Daniel Barenboim and Vladimir Ashkenzy share the stage

Info

Duration: 60’ 43”

Narration by Christopher Nupen

Year of production: 1966

Contributors include:

Daniel Barenboim   

Vladimir Ashkenazy

English Chamber Orchestra

  • The film showed aspects of music and music-making that had not previously been seen on television.  It also announced the arrival of a new generation of performing musicians that would become more famous or more quickly famous than any other generation in history. They had a new attitude and a new kind of confidence.  This gave them a kind of exuberance which seemed made for television and, to some extent, it was just that.  It was also the time of a breakthrough in 16mm film technology with the advent of the self-blimped 16mm camera and all these factors together brought these performers a bigger and more intimately informed audience than had ever before been possible.

    In other words, it was television, as much as the performers themselves, that created the revolution in classical music performance during the next ten years.

This film was shot in three days early in March 1966 and edited in three weeks.

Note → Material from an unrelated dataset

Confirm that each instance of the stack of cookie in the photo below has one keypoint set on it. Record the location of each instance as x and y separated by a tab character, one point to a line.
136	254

It was the first of its kind and there have been so many successors in the past thirty years that it can truthfully be described as epoch-making.  It is probably still the most influential single television music programme so far made in the field of classical music.

The whole film was full of firsts.  It was the first time that Vladimir Ashkenazy and Daniel Barenboim appeared together in public; the first time that the English Chamber Orchestra promoted its own concert, the first time that Christopher Nupen (director) and David Findlay (lighting camera operator) worked together and it was Christopher Nupen’s first film.